RTOS running on one core only

HelWeb · Postby **HelWeb** » Fri Apr 05, 2019 12:12 pm

(Please excuse my english, I am german)

I want to use one core with RTOS and the other core with my own cooperative OS (CoopOS), which I use since the days of Arduino. Yes, there are some reasons to do so - it is much faster in special circumstances..

It works and I am nearly happy.
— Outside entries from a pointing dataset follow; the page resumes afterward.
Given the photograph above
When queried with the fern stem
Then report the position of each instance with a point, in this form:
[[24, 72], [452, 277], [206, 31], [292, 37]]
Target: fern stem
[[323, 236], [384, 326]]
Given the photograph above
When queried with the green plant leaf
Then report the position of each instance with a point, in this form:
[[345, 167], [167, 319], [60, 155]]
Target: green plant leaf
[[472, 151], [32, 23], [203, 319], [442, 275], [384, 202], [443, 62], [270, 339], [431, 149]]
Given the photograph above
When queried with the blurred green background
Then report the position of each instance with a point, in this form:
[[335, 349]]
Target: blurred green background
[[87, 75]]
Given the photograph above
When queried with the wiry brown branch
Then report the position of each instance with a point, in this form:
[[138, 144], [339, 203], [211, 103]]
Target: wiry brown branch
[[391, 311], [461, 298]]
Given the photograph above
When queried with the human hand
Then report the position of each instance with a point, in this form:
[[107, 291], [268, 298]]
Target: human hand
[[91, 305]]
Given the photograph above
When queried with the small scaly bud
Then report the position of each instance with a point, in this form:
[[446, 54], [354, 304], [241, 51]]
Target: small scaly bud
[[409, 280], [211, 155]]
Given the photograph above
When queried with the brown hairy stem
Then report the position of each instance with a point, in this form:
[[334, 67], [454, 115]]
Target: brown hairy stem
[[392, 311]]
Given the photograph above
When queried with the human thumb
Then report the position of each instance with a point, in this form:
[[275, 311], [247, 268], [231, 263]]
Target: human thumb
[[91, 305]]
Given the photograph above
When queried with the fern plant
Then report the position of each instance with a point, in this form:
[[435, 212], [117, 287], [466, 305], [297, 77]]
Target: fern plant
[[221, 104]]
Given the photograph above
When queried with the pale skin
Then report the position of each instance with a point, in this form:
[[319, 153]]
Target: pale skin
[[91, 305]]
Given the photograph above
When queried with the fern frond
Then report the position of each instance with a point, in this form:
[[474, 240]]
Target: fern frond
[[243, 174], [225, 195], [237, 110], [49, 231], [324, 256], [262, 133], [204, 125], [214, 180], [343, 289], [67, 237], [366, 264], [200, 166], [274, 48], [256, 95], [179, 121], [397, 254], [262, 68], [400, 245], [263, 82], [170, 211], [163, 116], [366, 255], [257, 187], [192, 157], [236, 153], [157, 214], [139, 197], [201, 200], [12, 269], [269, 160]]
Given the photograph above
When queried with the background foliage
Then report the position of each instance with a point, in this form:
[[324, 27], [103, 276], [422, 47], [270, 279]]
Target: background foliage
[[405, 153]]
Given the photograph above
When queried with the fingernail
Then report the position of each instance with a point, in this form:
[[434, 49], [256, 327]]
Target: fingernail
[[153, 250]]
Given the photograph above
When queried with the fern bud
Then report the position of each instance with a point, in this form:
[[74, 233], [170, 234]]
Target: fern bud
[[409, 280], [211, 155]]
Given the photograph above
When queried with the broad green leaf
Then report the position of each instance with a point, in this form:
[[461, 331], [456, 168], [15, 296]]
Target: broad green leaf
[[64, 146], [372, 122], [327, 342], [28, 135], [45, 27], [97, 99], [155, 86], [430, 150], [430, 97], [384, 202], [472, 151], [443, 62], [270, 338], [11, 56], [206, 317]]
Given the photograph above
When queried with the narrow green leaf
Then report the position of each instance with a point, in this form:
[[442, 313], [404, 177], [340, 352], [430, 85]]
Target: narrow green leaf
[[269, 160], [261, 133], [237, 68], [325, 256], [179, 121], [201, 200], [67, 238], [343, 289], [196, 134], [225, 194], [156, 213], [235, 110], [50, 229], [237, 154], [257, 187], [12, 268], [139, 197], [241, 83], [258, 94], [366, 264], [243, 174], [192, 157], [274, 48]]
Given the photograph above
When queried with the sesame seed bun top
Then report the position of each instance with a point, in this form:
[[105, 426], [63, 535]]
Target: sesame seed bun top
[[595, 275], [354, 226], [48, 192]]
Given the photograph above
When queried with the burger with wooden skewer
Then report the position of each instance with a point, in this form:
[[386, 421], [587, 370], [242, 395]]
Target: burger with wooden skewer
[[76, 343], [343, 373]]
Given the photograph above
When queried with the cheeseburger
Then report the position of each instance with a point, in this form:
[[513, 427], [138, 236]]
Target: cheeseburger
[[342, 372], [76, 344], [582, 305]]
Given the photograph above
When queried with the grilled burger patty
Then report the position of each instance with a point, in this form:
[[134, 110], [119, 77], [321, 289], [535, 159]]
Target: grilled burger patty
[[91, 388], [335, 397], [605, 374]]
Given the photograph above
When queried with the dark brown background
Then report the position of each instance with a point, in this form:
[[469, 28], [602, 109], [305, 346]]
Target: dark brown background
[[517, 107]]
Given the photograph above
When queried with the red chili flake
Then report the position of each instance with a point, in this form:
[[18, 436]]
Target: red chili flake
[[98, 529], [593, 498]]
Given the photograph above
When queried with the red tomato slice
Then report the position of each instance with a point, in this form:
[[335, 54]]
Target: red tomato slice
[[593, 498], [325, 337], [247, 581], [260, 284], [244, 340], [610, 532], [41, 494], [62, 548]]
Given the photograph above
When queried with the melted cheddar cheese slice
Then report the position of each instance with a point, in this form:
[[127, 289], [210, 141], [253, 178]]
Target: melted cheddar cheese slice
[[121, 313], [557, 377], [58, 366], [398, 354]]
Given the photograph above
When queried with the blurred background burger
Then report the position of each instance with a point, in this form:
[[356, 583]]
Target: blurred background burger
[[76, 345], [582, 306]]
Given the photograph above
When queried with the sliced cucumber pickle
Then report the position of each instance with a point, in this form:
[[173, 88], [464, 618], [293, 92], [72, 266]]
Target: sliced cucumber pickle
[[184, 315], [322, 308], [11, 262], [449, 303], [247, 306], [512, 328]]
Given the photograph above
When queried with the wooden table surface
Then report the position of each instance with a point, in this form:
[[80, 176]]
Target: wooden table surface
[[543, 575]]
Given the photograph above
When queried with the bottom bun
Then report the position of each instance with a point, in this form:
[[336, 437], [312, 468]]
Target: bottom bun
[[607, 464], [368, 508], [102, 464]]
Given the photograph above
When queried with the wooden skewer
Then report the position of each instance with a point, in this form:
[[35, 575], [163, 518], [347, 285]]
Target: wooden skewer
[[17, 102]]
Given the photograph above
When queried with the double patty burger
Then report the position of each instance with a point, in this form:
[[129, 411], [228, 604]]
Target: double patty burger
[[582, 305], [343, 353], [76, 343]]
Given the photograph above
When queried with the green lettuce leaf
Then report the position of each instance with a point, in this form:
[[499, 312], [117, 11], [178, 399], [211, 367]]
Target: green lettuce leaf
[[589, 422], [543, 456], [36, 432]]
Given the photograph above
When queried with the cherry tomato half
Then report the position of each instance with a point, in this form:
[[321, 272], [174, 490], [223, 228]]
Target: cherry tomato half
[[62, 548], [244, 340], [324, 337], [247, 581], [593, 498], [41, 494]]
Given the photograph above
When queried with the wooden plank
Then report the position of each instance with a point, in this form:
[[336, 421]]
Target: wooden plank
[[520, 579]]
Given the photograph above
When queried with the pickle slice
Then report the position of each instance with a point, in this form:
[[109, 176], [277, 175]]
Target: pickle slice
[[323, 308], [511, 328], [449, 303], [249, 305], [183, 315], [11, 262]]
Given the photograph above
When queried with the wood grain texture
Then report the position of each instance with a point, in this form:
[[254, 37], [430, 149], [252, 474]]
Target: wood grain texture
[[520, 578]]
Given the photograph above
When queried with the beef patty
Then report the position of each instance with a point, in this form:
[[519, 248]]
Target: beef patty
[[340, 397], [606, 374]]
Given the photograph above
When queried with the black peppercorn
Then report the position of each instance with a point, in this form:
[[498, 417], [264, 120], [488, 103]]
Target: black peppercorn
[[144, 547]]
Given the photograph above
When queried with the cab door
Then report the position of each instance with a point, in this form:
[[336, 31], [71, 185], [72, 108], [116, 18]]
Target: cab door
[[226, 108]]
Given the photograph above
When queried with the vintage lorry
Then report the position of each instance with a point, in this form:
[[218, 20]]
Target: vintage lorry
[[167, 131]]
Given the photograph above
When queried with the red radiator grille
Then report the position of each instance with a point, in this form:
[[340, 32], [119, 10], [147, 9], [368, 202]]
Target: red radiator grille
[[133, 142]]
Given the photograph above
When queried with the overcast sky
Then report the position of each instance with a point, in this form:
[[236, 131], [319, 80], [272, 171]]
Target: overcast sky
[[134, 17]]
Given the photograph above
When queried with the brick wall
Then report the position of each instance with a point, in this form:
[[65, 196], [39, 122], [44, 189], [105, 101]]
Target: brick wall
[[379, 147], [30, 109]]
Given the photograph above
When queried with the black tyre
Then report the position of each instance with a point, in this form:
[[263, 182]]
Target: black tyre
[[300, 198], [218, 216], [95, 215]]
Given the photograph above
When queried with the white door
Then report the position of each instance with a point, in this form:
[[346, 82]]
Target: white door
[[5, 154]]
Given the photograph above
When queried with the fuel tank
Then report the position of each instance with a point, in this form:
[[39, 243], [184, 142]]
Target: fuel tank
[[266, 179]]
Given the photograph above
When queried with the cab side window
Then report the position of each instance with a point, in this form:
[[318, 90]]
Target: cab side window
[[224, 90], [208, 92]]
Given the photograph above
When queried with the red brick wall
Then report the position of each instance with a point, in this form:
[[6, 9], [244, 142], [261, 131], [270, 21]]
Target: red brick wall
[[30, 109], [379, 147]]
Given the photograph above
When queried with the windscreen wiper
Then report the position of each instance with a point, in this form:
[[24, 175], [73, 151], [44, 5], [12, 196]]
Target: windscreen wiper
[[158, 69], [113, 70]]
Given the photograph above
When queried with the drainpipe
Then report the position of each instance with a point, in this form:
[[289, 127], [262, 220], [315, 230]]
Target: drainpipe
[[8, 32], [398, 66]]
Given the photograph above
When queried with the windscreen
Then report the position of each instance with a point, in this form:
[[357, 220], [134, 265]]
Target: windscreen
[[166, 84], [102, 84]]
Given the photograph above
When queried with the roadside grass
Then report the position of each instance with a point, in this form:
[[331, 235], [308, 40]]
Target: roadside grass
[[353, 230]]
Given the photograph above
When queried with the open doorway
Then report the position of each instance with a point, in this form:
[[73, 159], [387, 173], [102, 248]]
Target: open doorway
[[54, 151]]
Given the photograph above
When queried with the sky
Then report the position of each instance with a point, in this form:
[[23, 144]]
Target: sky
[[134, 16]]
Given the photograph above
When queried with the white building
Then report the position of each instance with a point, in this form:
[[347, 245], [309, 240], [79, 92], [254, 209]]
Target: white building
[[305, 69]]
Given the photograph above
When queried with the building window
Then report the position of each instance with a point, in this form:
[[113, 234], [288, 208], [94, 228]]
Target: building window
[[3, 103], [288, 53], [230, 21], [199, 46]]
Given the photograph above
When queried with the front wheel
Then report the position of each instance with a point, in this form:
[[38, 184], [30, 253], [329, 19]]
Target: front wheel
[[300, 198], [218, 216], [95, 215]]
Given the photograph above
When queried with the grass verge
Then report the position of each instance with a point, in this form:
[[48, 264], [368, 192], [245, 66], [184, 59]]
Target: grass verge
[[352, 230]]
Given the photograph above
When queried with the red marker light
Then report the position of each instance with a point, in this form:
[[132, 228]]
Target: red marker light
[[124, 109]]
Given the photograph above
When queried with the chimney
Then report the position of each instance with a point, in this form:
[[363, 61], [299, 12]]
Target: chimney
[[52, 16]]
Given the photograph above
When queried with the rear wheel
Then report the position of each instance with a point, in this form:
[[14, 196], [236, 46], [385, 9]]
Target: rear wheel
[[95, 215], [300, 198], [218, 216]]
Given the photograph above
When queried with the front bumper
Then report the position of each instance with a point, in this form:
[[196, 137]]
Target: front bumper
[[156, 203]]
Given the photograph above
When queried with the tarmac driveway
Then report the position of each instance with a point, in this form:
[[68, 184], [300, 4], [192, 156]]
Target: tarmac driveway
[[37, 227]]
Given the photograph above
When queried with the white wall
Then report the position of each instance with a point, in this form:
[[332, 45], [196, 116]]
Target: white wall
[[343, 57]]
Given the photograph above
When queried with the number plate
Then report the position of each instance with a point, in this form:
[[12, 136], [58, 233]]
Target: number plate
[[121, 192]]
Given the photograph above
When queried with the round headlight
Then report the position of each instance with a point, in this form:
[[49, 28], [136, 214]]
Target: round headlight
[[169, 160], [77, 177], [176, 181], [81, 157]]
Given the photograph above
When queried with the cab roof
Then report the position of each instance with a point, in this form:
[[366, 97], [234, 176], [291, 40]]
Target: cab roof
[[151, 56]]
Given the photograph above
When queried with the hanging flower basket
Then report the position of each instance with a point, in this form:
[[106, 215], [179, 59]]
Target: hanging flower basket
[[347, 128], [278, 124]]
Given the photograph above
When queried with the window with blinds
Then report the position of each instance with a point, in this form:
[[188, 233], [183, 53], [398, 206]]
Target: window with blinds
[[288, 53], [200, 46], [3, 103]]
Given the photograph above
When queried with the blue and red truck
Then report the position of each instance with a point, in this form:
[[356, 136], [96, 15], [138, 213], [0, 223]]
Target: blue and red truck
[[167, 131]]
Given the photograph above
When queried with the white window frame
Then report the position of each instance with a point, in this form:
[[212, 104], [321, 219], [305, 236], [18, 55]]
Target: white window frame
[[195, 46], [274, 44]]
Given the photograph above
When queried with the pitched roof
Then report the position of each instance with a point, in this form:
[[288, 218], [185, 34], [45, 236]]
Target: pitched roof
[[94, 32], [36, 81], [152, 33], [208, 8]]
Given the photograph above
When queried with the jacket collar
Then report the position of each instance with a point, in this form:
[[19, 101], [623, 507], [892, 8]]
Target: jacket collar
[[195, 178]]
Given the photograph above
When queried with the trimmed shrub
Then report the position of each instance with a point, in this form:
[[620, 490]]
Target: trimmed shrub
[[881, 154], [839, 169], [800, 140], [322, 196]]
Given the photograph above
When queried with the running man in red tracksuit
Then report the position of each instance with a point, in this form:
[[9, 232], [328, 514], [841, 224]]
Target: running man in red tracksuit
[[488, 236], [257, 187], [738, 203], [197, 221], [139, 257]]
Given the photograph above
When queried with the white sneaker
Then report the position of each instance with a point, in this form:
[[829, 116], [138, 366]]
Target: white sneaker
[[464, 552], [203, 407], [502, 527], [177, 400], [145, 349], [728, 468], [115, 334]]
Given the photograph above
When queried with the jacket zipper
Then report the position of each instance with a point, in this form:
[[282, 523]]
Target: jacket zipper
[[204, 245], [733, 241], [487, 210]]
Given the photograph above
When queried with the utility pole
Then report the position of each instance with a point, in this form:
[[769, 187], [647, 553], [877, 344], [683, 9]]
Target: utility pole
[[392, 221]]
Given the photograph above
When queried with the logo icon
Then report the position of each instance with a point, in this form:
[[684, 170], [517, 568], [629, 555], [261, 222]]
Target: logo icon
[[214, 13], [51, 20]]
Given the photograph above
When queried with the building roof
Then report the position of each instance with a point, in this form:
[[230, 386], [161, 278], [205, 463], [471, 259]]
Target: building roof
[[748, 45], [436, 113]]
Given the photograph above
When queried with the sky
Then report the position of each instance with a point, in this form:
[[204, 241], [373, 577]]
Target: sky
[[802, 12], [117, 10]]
For the second core I start a task pinned to core 1 and then disable interrupts (for that core).

Interrupts are managed in core 0 with RTOS and the interrupt-service-routine can send a signal to my CoopOS - and it works fine.

But: polling an input-pin with CoopOS is much faster - it does not have the RTOS overhead and can by done less than 2-4 µs (depending on the number of CoopOS-Tasks) to start the right CoopOS-Task for this Interrupt.
I measured an RTOS task switch time (240 Mhz) of 2 µs.
And an RTOS-Task doing nothing else than test a pin (polling) could be very fast.
But: it has to have the lowest priority - otherwise no other task would run.
And that means, timing is not really deterministic.
With my solution I can garantee the response time.

My problem:
I have to disable interrupts at core 1 to become rid of the RTOS ticks - which should not disturb the CoopOS, but i want to be able to use interrupts on this core 1 with own interrupt service routines.

Possibilities I tried:
1) make menuconfig: Use RTOS with one core - no success.
2) I tried to change start.c, where the cores are started (should be possible) - no success.

Has anybody tried to use RTOS limited to core 0 and start a Non-RTOS program using core 1 WITH working interrupts on this core?

I think, a solution would be useful for a lot of ESP32 developers.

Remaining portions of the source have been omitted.